Der Prinz grinst in seinen Weinbecher und Taris läuft rot an, weil er sich das Lachen so angestrengt verkneifen muss. Jeder kennt ihn, aber erkennen kann ihn keiner mehr.

***

„Es fühlt sich nicht echt an", gibt der Prinz zu und bleibt stehen, mitten auf dem Pfad den sie gehen. Taris geht keinen Schritt weiter als er.

„Ich weiß", sagt er ernst.

Das Land um sie ist im Aufbruch. Jeder weiß alles und jeder weiß nichts, sie spüren die Spannung und die Aufregung in der Luft wie ein Sturm, der sich zusammenbraut. Der Hang rollt abwärts, und er wird nicht nur das Tal erreichen, er reißt den ganzen Berg ein.

„Wegen mir wird so viel Blut vergossen werden", sagt der Prinz schwer. „Noch könnte ich es verhindern. Noch könnte ich ..."

Sie denken beide an das kleine Land des Verräterkönigs, dem Calred seine Gunst versprochen hat für die Auslieferung des Prinzen.

„Das Blut wird die kargen Böden wieder fruchtbar machen", erwidert Taris ruhig. „Die Opfer jetzt sind nötig, um die Opfer der Zukunft zu verhindern."

„Vielleicht", murmelt der Prinz und starrt weit in die Ferne, seine Augen glasig. Noch haben sie jene erste Grenze von damals nicht erreicht, noch sind sie nicht zurück im Land der Alten Könige.

„Spürst du noch das Gift, Altair?", fragt Taris leise und unvermutet. „Denn ich sehe, wie es in dir hochkommt."

Er merkt, dass der Prinz schwer atmet, obwohl sie stehen.

„Ich dachte einmal, sie hätten uns das Essen vergiftet", sagt der Prinz. „Ich dachte, meine Brüder sind einer nach dem anderen auf den Boden des Saals gesunken, weil sie zu viel von unserem liebsten Eintopf genommen hatten. Ich dachte, ich hätte nur überlebt, weil sie mir nicht mehr als ein paar Löffel übrig gelassen haben, weil ich zu jung war, um mir meinen Teil zu erkämpfen. Aber vielleicht war es das Land selbst, das uns vergiftet hat, durch unsere Sohlen hindurch bis ins Herz."

Schweiß tritt auf die Stirn des Prinzen und Taris merkt kaum einen Augenblick zu früh, was geschieht, bevor seine Augen sich verdrehen und er kraftlos zusammensackt.
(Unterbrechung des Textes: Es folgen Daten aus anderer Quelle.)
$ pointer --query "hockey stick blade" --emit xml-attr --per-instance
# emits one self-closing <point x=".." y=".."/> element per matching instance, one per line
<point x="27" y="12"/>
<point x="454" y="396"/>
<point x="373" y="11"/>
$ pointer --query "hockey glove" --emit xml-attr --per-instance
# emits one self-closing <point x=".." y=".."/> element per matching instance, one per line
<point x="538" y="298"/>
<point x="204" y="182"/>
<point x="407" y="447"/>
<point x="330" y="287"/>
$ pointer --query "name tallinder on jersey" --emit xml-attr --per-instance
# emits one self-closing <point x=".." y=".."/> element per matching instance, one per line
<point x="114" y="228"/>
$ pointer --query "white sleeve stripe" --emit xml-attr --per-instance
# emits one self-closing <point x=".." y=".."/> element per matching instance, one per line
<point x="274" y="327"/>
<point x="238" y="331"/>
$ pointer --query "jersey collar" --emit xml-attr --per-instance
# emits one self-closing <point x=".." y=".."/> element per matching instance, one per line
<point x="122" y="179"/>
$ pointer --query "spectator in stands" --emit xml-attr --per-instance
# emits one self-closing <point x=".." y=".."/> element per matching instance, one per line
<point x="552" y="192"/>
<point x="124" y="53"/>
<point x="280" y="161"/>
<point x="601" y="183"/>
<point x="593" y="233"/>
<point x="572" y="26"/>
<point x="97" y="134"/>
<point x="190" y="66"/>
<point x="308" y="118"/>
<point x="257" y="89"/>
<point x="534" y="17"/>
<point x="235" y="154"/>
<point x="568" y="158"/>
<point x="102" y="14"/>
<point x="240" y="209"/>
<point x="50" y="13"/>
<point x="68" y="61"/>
Taris fängt ihn auf und kniet mit ihm am Boden, streicht ihm die feuchten Haare aus der Stirn und weiß genau, dass das hier von all ihren Wegen der längste sein wird.

***

Manchmal träumt Taris von Eianda. Dann sitzen sie wieder gemeinsam irgendwo zwischen flatternden Lichtpunkten, und sie redet mit ihm in einer so klaren und deutlichen Stimme, dass er sich noch danach an ihre Worte erinnern kann.

„Es ist schwerer, umzukehren, wenn tausend Männer hinter einem stehen", erklärt sie ihm ernst. „Sei vorsichtig Taris, dass ihr nicht so kurz vor dem Ende das Ziel verliert."

Sie singt ihm noch einmal die Vergessenen Lieder und er summt mit im Schlaf. Dann singt er sie dem Prinzen, und der Prinz lächelt und atmet ein kleines bisschen ruhiger.